Regina C. Armstrong, Ph.D.

Regina C. Armstrong, Ph.D.


Name: Regina C. Armstrong, Ph.D.

Department of Primary Appointment: Anatomy, Physiology & Genetics
Position: USU Faculty
Title: Professor

Affiliated Departments: Molecular & Cell Biology, Neuroscience

Research Interests:
Molecular and cellular mechanisms of glial cell development and regeneration

Email: (link sends e-mail)
Office Phone: (301) 295-9365

Department Website
PubMed Listing


Ph.D., University of North Carolina, 1987


Cellular and Molecular Mechanisms of Glial Cell

Dr. Armstrong's current research activities focus on the cellular and molecular mechanisms of glial cell development and regeneration. During development, one glial cell type, the oligodendrocyte, forms myelin which ensheaths axons to enable efficient neurotransmission in the CNS. Dr. Armstrong has studied the growth factors regulating the proliferation and migration of oligodendrocytes prior to myelin formation. Current experiments examine the differentiation of precursors of oligodendrocytes into mature oligodendrocytes, which express myelin-specific genes. This work is identifying proteins which bind to DNA and control transcription of genes expressed only in myelin-forming cells.
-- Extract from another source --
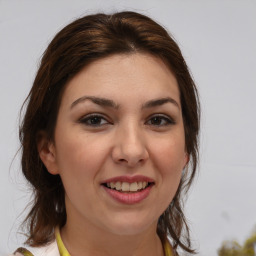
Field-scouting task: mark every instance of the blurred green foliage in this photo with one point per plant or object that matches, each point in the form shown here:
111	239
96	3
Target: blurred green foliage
233	248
The proliferation, migration, and differentiation of oligodendrocytes are also being studied in adult animals after experimental myelin damage, or demyelination. Demyelination causes neurological dysfunction in several human diseases, the most common being multiple sclerosis. In multiple sclerosis myelin repair, or remyelination, is insufficient and recovery of function is incomplete. In the experimental model studied, demyelinated areas, with oligodendrocyte and myelin loss, are efficiently remyelinated. Dr. Armstrong is attempting to identify factors from lesioned areas which can induce cells around a lesion to proliferate and/or migrate into the lesion, and express myelin-specific genes, as required for myelination. It will be interesting to determine whether factors which control these processes during development will have the same roles in adult tissue during remyelination, and whether factors which are active in rodent experimental models of demyelination can also promote remyelination in human diseased issues.